LANSING — What can happen when scientific research and traditional Native American cultural practices combine to combat an environmental threat?
When the topic is the destructive emerald ash borer, the results of a collaboration may point the way to reducing the spread of the invasive insect that’s decimated hundreds of millions of ash trees in the Great Lakes region and beyond.
The collaboration showed how the traditional practice of submerging black ash logs until they’re ready to use for basket-making can kill borer larvae and prevent adults from emerging.
On a large scale, “this control method has limited application,” but it’s significant for tribes with a black ash basket-making heritage, said U.S. Forest Service research entomologist Therese Poland, the project leader and lead author of a new study.
“This gives the tribes a tool to continue using black ash for basket-making” while scientists investigate potential “landscape-level” strategies to combat the borer, said Poland, who is based in East Lansing.
Forest Service and U.S. Animal and Plant Health Inspection Service scientists collaborated on the research with basket-makers from the Match-e-be-nash-she-wish (Gun Lake) Band of Pottawatomi Indians of Michigan based in Allegan County.
The emerald ash borer originated in Asia and was first discovered in North America in 2002 near Detroit. Since then, scientists have discovered no effective techniques to eliminate or control it on a large scale, although there is an effective treatment for individual trees.
So far, it’s been detected in 25 states and parts of Canada, including Ontario and Quebec, and has wiped out hundreds of millions of trees — with tens of millions in Michigan alone, said Deborah McCullough, a forest entomologist at Michigan State University.
“Nobody can count fast enough,” McCullough said of the death toll.
She’s been working with traditional basket-makers researching the borer since it was first identified in the state, but she wasn’t part of the team that wrote the new study.
So far, the most effective method found to control the borer is injecting individual trees with insecticides, a technique that’s feasible for ash along city streets, in small parks and on residential property. However, large-scale biological controls for trees in the wild — wetlands, such as the habitat for most black ash — are yet to be discovered.
Most often, the borer is discussed in the context of the death toll on public and private lands. But the new study emphasized how the borer also threatens to eliminate a resource essential to long-standing tribal traditions.
American Indian and Canadian First Nations peoples have used black ash for centuries, and the study said, “Today, black ash basket-making is central to a cultural renaissance among tribes in the region and to the household economies of skilled Native artisans.”
The practice “links living members of families with each other, as well as their ancestors and their environment,” it said.
The Michigan Traditional Arts Program has given Michigan Heritage Awards to tribal basket-makers from Haslett, Harbor Springs, Hopkins, Allegan, Mt. Pleasant, Hubbard Lake, Sault Ste. Marie and Hartford for their efforts to continue folk traditions.
There are four common ash species in the state, and McCullough said, “Black ash is the most vulnerable species the ash borer has encountered to date, and we don’t have many good options for them.”
The study said, “Although efforts to collect black ash seed may help to preserve genetic material for future restoration, there is grave concern about the availability of large black ash trees for basket making in the near future with respect to passing on cultural traditions.”
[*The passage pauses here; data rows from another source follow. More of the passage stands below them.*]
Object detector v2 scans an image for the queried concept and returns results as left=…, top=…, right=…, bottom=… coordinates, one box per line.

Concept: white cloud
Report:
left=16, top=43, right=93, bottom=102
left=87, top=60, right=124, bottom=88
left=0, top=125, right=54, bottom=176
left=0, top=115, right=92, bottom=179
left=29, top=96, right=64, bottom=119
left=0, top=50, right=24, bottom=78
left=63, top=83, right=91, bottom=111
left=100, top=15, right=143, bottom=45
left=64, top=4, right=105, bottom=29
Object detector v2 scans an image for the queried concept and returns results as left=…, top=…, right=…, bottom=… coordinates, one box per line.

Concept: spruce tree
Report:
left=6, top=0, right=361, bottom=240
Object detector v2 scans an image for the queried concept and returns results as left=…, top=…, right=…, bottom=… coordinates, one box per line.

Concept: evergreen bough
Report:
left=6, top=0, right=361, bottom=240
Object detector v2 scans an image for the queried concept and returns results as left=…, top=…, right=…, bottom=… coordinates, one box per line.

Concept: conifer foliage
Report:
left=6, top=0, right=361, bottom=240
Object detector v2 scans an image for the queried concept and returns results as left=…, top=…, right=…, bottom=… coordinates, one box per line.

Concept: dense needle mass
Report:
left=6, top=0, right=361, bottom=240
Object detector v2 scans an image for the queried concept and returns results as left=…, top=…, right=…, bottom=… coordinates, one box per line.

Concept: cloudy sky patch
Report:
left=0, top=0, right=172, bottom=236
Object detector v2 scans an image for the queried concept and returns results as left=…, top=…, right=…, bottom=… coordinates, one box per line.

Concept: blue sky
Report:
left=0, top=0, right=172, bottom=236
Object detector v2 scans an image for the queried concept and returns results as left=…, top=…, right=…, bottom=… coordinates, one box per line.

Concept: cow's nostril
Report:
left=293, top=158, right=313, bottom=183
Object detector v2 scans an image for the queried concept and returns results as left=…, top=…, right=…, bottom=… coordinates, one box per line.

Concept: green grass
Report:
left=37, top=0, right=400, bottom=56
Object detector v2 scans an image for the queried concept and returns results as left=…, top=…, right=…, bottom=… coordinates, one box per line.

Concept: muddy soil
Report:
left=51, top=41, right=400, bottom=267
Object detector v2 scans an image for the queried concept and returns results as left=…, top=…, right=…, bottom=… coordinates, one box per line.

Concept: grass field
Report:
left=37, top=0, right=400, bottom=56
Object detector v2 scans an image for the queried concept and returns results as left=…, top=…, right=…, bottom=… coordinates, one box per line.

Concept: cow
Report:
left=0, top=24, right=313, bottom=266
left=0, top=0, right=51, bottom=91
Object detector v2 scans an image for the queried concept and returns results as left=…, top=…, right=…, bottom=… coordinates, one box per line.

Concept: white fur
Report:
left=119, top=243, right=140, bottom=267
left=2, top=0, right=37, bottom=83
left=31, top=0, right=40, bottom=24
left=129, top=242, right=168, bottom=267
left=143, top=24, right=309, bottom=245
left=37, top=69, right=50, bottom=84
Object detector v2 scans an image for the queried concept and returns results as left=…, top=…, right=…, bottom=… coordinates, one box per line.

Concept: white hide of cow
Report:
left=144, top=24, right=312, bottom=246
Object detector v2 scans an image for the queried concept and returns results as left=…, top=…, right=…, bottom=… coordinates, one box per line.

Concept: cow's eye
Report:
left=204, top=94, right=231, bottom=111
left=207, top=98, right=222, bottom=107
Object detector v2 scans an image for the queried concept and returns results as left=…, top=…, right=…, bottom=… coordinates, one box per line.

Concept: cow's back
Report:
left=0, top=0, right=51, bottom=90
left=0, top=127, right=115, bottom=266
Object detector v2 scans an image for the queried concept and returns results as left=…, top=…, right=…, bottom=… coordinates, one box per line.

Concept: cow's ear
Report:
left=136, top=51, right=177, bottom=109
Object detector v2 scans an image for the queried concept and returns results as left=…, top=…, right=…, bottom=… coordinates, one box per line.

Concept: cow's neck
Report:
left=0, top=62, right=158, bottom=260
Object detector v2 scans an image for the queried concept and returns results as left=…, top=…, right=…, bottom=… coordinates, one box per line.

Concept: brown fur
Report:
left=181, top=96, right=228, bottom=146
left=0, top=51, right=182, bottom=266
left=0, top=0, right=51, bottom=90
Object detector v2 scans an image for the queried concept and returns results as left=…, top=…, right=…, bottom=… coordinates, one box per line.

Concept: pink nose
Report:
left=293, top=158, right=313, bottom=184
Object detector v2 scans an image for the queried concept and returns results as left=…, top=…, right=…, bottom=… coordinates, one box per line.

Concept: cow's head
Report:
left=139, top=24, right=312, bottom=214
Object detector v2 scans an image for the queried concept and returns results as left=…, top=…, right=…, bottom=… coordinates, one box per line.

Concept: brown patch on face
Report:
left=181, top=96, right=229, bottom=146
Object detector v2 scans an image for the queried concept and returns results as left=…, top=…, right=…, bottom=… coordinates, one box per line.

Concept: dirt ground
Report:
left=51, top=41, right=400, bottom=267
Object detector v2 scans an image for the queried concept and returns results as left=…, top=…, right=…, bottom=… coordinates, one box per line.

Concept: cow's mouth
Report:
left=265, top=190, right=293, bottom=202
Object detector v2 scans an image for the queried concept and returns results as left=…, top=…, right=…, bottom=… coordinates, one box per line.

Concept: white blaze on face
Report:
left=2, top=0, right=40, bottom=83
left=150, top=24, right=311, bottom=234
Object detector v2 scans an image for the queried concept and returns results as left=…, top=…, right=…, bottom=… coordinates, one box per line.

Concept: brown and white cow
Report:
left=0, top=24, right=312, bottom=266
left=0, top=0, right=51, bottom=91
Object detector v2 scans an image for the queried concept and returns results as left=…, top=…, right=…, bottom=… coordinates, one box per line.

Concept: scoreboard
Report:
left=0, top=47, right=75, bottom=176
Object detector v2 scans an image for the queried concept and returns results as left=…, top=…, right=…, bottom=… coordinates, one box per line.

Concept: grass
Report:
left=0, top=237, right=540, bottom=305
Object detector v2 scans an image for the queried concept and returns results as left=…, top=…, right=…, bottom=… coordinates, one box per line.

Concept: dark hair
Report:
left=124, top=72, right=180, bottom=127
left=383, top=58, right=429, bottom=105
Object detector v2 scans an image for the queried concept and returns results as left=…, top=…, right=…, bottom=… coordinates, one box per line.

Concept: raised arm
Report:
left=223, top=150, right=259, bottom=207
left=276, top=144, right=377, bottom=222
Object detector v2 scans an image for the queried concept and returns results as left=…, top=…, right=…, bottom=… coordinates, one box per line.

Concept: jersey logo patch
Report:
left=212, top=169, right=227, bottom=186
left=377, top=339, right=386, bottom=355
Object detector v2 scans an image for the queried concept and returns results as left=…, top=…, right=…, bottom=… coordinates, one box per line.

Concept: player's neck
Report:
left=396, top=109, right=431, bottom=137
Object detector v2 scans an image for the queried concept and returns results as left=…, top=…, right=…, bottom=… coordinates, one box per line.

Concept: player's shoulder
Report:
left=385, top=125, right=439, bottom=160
Native Americans often cut black ash in the winter and spring and submerge the logs for several weeks to a year to retain moisture and provide raw material for basket-making year-round.
In their two-year study, researchers submerged borer-infested logs for varying amounts of time and at different times of year in the Red Cedar River in Ingham County. After retrieving the logs, they studied them to determine whether any borer larvae had survived.
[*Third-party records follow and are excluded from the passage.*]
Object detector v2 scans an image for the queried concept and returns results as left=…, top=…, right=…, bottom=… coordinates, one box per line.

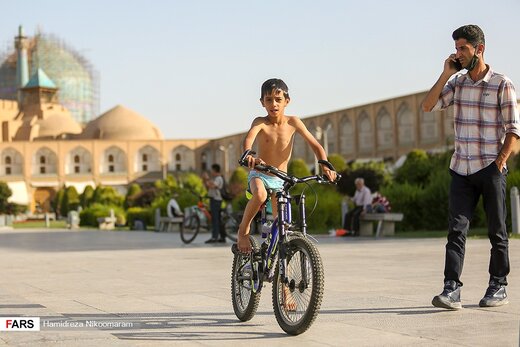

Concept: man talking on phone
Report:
left=422, top=25, right=520, bottom=309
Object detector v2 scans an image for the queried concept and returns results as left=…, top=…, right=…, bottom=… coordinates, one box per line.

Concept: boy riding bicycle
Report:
left=237, top=78, right=336, bottom=253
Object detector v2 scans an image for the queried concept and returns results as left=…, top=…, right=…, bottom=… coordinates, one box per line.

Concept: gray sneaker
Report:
left=432, top=280, right=462, bottom=310
left=478, top=283, right=509, bottom=307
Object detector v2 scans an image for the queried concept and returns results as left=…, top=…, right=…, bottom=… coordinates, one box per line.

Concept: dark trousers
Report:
left=444, top=162, right=509, bottom=285
left=209, top=198, right=224, bottom=239
left=343, top=206, right=363, bottom=234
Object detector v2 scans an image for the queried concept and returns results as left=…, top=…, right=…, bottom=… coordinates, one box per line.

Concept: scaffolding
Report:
left=0, top=28, right=99, bottom=124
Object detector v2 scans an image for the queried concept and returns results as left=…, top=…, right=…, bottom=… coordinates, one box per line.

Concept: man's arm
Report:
left=495, top=133, right=518, bottom=172
left=421, top=54, right=457, bottom=112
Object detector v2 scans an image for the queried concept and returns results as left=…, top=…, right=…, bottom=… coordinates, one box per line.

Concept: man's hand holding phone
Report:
left=444, top=54, right=462, bottom=75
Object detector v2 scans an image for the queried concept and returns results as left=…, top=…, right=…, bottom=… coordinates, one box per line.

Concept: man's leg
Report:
left=482, top=163, right=510, bottom=286
left=209, top=199, right=222, bottom=240
left=444, top=170, right=480, bottom=286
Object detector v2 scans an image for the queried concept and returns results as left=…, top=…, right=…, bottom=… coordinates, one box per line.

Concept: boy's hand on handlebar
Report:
left=246, top=155, right=265, bottom=169
left=323, top=168, right=338, bottom=182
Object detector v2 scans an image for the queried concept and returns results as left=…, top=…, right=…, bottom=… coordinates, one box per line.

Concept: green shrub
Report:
left=418, top=169, right=451, bottom=230
left=287, top=159, right=311, bottom=177
left=79, top=185, right=94, bottom=208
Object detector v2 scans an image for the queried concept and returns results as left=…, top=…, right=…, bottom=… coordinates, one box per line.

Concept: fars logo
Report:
left=0, top=317, right=40, bottom=331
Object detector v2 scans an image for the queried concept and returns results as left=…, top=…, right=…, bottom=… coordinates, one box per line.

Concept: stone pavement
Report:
left=0, top=230, right=520, bottom=346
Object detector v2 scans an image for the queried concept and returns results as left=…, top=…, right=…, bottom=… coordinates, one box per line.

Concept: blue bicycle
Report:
left=231, top=151, right=340, bottom=335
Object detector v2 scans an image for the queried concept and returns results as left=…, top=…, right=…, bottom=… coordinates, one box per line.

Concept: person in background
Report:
left=202, top=164, right=226, bottom=243
left=343, top=177, right=372, bottom=236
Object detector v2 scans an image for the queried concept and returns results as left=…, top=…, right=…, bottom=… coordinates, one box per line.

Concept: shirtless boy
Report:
left=237, top=78, right=336, bottom=253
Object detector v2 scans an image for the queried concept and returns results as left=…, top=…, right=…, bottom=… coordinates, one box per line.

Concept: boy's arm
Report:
left=294, top=117, right=336, bottom=181
left=242, top=117, right=263, bottom=169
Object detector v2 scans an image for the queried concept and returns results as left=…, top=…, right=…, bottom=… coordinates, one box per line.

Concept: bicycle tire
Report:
left=181, top=213, right=200, bottom=244
left=273, top=237, right=324, bottom=335
left=231, top=236, right=260, bottom=322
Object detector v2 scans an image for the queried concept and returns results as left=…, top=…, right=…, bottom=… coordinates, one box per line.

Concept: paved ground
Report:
left=0, top=230, right=520, bottom=346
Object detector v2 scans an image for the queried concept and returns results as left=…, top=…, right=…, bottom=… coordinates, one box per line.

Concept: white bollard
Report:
left=511, top=187, right=520, bottom=234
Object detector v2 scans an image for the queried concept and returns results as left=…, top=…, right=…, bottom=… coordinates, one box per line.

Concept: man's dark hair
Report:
left=260, top=78, right=289, bottom=100
left=451, top=24, right=486, bottom=47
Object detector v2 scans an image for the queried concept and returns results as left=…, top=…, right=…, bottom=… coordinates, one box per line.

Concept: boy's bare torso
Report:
left=255, top=116, right=297, bottom=171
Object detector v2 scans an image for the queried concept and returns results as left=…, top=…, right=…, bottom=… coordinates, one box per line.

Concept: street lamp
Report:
left=314, top=123, right=332, bottom=175
left=218, top=145, right=228, bottom=177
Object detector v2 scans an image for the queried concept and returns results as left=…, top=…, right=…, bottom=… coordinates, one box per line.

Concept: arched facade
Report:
left=65, top=146, right=92, bottom=175
left=99, top=146, right=127, bottom=175
left=32, top=147, right=58, bottom=176
left=0, top=148, right=23, bottom=176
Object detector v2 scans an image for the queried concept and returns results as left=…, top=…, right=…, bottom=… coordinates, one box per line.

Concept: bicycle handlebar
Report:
left=238, top=149, right=341, bottom=186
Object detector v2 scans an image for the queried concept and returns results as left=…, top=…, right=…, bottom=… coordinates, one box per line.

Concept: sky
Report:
left=0, top=0, right=520, bottom=139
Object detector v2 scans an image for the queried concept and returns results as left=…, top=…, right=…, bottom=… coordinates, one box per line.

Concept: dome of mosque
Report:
left=0, top=29, right=99, bottom=124
left=81, top=105, right=163, bottom=140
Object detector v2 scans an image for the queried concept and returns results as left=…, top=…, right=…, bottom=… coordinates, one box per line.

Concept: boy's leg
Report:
left=237, top=177, right=267, bottom=253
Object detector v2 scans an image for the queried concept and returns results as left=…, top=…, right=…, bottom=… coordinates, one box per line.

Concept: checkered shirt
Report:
left=432, top=66, right=520, bottom=176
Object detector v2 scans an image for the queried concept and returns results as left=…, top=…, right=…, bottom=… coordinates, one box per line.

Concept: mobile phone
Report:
left=453, top=59, right=462, bottom=71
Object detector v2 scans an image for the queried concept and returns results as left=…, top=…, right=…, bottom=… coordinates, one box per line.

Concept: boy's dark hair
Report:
left=451, top=24, right=486, bottom=47
left=260, top=78, right=289, bottom=100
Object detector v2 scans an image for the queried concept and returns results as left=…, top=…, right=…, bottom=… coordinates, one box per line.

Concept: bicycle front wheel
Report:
left=231, top=236, right=260, bottom=322
left=273, top=237, right=324, bottom=335
left=181, top=213, right=200, bottom=243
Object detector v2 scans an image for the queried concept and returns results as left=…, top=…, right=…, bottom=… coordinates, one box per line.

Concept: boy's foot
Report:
left=478, top=283, right=509, bottom=307
left=282, top=286, right=296, bottom=312
left=432, top=280, right=462, bottom=310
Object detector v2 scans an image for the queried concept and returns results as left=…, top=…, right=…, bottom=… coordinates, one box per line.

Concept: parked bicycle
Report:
left=181, top=192, right=240, bottom=243
left=231, top=151, right=340, bottom=335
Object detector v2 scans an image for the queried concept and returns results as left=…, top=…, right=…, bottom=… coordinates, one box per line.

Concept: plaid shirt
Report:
left=432, top=66, right=520, bottom=176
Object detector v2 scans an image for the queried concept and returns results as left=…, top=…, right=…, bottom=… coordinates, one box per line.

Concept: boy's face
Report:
left=260, top=90, right=290, bottom=117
They discovered that keeping logs in a stream for at least 14 weeks during the spring and for at least 18 weeks during the winter kills all the larvae and prevents adults from emerging.
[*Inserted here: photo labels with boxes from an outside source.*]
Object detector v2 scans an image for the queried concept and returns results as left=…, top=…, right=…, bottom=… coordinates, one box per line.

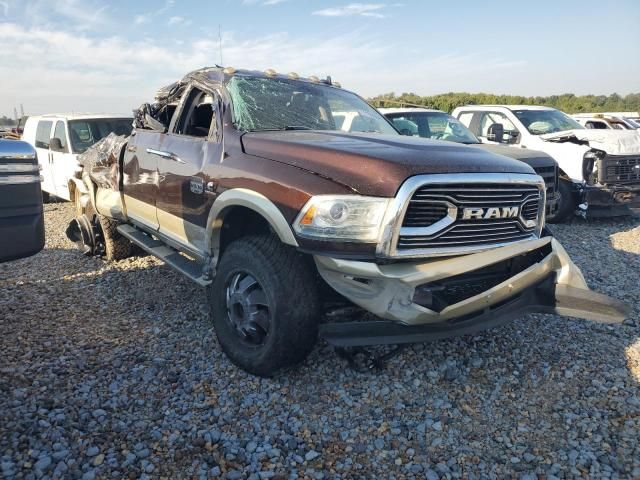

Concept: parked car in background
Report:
left=67, top=68, right=628, bottom=376
left=378, top=108, right=559, bottom=222
left=0, top=140, right=44, bottom=263
left=453, top=105, right=640, bottom=218
left=571, top=113, right=640, bottom=133
left=22, top=114, right=133, bottom=200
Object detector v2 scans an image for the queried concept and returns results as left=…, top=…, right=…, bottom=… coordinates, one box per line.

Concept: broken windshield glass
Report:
left=227, top=76, right=398, bottom=135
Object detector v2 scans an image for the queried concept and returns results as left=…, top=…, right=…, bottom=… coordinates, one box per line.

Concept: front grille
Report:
left=534, top=165, right=558, bottom=198
left=402, top=202, right=448, bottom=227
left=598, top=155, right=640, bottom=183
left=396, top=183, right=542, bottom=251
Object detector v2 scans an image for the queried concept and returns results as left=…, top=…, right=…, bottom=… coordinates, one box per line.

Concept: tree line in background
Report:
left=369, top=92, right=640, bottom=113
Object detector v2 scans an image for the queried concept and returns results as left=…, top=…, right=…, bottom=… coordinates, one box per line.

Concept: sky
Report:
left=0, top=0, right=640, bottom=116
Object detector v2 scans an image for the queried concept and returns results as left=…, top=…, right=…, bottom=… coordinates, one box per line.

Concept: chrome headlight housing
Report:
left=293, top=195, right=392, bottom=243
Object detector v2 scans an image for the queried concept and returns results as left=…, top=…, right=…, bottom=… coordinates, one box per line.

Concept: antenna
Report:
left=218, top=24, right=224, bottom=65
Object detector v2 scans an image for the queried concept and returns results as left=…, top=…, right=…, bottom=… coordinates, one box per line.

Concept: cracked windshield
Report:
left=228, top=76, right=398, bottom=135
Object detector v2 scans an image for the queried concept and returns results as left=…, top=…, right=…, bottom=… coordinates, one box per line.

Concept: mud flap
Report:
left=552, top=285, right=631, bottom=323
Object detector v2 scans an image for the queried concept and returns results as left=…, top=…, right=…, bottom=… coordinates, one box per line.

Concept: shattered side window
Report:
left=227, top=76, right=397, bottom=135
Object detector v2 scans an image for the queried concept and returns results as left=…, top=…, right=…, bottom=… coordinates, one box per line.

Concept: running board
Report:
left=118, top=225, right=211, bottom=287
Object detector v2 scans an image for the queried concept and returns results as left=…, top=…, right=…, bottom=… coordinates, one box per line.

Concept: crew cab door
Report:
left=156, top=87, right=222, bottom=253
left=34, top=120, right=56, bottom=195
left=49, top=120, right=78, bottom=200
left=468, top=111, right=522, bottom=145
left=122, top=129, right=166, bottom=230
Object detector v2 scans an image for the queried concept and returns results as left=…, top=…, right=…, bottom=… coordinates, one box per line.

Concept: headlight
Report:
left=294, top=195, right=391, bottom=243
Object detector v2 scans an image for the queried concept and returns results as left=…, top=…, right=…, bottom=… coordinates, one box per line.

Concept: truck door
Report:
left=122, top=128, right=161, bottom=230
left=49, top=120, right=78, bottom=200
left=34, top=120, right=56, bottom=195
left=156, top=87, right=222, bottom=252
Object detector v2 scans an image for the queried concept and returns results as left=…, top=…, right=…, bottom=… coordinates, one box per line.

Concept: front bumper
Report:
left=580, top=185, right=640, bottom=217
left=314, top=237, right=629, bottom=345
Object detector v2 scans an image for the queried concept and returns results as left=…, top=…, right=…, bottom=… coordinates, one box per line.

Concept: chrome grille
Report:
left=396, top=183, right=544, bottom=254
left=402, top=202, right=448, bottom=227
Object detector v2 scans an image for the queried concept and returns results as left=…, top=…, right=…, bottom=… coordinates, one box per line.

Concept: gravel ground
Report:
left=0, top=203, right=640, bottom=479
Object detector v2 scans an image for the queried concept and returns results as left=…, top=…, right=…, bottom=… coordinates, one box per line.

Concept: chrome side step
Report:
left=118, top=225, right=211, bottom=287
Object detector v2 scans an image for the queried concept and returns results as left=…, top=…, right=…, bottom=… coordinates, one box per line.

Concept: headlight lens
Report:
left=294, top=195, right=391, bottom=243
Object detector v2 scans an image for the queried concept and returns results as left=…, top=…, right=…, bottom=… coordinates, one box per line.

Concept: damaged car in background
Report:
left=453, top=105, right=640, bottom=219
left=67, top=67, right=628, bottom=376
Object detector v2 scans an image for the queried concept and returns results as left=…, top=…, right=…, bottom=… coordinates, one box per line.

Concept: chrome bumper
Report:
left=314, top=237, right=629, bottom=326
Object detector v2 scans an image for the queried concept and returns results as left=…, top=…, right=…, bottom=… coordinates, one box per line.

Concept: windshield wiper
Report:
left=247, top=125, right=313, bottom=132
left=282, top=125, right=312, bottom=130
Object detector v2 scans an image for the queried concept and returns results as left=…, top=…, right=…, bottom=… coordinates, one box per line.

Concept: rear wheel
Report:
left=547, top=180, right=576, bottom=223
left=97, top=214, right=132, bottom=262
left=209, top=235, right=319, bottom=377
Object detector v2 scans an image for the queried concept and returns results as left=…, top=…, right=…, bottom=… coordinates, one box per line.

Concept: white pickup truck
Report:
left=452, top=105, right=640, bottom=218
left=22, top=113, right=133, bottom=201
left=571, top=113, right=640, bottom=134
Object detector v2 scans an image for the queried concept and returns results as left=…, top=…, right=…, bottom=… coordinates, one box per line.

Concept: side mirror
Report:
left=487, top=123, right=504, bottom=143
left=144, top=113, right=167, bottom=133
left=49, top=137, right=67, bottom=153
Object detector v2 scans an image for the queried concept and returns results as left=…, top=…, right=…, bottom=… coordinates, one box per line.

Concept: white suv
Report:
left=22, top=114, right=133, bottom=200
left=452, top=105, right=640, bottom=218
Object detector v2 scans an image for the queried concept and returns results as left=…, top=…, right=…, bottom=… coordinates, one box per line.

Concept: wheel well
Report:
left=220, top=206, right=273, bottom=254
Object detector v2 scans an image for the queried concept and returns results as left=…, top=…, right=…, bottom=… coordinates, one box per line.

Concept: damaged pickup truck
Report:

Project leader Poland said submerging the logs for as long as a year and a half doesn’t damage their usefulness for making baskets.
The study said the project illustrates the value of meshing scientific and traditional knowledge to seek solutions to environmental problems.
“The challenge of responding to invasive species at the same time as preserving indigenous cultural traditions requires information provided by both traditional ecological knowledge and western science,” it said.
The study appeared in the journal Agricultural and Forest Entomology.